PORT ANGELES — More than 200 steam boiler engineers and operators arrived in Port Angeles on Tuesday for a three-day annual convention at the Red Lion Hotel.
The Western Regional Boiler Association convention is a gathering of people who operate natural gas and wood-fired boilers, and those who produce the technology and equipment steam boiler engineers use, said Lisa Harvey-Boyd, executive secretary for the association.
“It’s the people who make steam,” Harvey-Boyd said.
The convention will continue today and Thursday.
Steam boilers produce energy and heating for operations including hospitals, schools, government buildings and industrial operations, she said.
Local companies
Local examples of companies that use steam boilers include the Nippon Paper Industries USA plant, Forks High School and Olympic Medical Center.
“The purpose of the convention is for networking and education [for those] who are involved in the power industry in the Western region,” Harvey-Boyd said.
A 7,800-square-foot pavilion-tent was erected in the Red Lion parking lot to house dozens of displays by vendors to share their newest technologies for the steam engines.
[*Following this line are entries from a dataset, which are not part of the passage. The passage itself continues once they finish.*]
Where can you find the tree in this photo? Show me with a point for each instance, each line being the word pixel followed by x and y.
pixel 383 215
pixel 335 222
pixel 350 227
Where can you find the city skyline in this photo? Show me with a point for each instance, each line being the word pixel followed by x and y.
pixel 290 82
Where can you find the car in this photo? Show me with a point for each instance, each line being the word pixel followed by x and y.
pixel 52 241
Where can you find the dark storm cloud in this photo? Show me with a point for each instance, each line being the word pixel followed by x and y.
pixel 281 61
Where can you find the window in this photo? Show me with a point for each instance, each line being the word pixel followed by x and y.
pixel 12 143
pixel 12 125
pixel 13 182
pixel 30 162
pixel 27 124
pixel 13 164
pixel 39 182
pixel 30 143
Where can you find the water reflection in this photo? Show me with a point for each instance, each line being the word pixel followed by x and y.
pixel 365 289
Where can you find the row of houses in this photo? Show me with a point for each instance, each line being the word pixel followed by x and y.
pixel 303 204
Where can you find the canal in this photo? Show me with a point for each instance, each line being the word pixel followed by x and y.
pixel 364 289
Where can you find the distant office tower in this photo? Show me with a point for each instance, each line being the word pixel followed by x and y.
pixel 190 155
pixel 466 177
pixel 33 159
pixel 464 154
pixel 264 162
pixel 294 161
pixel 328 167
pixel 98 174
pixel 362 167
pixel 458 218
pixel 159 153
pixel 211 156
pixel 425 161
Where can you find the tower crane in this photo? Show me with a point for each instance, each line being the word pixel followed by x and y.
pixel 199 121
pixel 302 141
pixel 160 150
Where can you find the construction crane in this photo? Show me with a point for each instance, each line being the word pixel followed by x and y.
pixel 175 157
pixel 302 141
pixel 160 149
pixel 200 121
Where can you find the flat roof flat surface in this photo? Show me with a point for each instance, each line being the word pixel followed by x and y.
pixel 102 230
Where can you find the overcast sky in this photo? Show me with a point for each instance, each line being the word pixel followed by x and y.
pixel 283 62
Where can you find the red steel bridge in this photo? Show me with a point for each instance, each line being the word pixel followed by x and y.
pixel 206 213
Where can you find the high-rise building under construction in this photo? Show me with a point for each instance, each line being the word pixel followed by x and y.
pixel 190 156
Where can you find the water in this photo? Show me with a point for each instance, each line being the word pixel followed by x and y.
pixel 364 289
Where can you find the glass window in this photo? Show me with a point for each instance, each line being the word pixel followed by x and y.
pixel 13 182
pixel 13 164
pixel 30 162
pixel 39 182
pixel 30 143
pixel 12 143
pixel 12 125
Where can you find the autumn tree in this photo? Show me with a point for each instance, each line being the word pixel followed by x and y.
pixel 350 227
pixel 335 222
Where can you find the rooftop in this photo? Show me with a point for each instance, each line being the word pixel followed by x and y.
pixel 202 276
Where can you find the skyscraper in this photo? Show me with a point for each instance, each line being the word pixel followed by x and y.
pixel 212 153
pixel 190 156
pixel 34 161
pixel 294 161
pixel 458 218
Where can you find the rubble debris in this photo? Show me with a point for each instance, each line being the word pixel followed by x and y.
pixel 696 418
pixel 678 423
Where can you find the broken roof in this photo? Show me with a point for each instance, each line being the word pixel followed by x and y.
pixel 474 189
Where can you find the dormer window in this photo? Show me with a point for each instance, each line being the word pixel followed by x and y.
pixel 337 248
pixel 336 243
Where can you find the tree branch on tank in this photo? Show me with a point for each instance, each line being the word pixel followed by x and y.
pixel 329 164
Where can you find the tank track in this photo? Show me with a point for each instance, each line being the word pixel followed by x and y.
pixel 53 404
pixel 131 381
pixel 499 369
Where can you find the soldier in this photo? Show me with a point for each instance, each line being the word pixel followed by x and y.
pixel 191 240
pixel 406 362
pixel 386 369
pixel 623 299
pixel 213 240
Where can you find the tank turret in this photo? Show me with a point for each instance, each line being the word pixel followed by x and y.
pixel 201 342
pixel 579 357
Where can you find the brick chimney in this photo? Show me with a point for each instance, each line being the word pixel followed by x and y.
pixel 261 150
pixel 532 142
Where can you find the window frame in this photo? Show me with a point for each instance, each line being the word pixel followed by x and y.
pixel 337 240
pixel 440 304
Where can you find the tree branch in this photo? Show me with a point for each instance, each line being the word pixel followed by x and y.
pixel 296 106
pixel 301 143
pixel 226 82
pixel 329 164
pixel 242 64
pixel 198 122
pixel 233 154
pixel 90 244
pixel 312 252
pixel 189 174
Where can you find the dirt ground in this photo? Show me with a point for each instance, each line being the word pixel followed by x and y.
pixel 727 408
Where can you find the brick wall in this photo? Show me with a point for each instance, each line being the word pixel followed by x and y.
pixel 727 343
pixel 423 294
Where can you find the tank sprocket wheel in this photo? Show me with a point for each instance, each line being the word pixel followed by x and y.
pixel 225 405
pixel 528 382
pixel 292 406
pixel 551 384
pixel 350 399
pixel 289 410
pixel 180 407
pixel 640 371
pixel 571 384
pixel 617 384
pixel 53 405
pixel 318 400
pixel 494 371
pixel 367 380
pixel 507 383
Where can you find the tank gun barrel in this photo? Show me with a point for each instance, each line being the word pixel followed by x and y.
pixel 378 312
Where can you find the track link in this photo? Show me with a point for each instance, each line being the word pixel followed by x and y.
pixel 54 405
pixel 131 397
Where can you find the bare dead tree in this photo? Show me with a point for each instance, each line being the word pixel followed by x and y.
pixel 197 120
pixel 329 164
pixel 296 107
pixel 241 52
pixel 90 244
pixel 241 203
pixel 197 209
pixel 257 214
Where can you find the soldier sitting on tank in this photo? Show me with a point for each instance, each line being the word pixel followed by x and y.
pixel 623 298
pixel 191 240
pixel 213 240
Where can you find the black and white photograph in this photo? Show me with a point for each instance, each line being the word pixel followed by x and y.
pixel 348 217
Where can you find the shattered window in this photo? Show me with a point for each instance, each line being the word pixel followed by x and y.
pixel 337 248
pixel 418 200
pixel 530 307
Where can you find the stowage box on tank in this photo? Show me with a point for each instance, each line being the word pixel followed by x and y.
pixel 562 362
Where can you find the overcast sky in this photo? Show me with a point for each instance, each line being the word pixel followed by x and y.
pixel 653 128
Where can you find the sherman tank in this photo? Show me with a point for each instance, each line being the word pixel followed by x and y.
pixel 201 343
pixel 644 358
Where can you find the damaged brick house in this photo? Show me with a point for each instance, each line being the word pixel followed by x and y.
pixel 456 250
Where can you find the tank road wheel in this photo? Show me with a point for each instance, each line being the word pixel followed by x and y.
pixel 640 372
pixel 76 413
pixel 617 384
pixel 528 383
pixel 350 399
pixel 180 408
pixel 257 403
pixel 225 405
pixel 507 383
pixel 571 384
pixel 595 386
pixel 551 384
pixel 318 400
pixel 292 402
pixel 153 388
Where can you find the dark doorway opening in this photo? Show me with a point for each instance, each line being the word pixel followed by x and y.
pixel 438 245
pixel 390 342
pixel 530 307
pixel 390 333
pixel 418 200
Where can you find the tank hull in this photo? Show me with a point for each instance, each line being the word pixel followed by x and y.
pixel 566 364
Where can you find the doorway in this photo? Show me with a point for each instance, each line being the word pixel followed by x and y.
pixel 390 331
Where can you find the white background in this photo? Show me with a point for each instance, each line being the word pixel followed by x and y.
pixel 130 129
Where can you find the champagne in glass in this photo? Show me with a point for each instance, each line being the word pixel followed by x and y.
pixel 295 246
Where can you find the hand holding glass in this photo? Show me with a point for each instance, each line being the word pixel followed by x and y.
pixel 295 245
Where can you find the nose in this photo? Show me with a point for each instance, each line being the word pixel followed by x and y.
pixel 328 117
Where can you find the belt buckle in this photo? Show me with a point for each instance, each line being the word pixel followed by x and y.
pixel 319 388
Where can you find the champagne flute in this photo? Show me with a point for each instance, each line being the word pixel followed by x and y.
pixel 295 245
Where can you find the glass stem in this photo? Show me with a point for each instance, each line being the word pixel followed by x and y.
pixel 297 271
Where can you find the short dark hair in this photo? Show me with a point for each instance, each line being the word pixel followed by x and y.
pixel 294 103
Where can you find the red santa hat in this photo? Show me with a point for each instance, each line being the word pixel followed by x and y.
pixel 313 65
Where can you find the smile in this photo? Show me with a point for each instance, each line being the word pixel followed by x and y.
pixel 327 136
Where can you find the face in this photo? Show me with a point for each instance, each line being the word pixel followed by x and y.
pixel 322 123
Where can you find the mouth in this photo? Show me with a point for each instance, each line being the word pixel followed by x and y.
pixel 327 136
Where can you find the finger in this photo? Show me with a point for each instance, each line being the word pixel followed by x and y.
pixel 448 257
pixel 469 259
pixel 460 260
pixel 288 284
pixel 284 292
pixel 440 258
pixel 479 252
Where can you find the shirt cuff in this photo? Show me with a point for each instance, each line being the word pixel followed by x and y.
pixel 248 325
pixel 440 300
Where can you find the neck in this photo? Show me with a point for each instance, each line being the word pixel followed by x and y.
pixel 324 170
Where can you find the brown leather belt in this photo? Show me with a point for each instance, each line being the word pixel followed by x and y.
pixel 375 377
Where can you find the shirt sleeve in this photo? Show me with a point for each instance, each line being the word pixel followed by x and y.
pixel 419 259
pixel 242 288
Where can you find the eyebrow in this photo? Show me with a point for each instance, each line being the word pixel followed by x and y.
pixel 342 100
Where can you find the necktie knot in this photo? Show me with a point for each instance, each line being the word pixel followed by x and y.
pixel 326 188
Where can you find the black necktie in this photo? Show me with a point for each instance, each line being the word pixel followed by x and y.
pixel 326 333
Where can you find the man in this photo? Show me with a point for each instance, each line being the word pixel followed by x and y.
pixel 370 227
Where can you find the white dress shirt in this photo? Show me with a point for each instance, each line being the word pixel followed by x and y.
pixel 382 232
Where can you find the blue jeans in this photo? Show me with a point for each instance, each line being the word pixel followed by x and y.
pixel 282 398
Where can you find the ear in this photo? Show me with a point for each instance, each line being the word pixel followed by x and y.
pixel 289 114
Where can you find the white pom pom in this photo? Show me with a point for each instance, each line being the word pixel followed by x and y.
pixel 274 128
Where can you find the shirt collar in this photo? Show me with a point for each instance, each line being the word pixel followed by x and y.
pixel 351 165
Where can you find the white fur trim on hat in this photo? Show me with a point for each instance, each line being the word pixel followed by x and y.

There were more vendors this year than in the past, Boyd said, and additional space had to be found to house those vendors.
The convention is held in a different city each year and is hosted by a local steam engineer who traditionally offers tours of his or her steam plant.
This year’s host is John Boyd, utilities superintendent at Nippon in Port Angeles.
The engineers will tour the Nippon steam boiler plants today.
It was not yet known whether the new Nippon co-generation plant will be operational during the tour, Harvey-Boyd said.
The biomass boiler plant was shut down for two weeks for maintenance and upgrades, and is still in the process of being restarted, she said.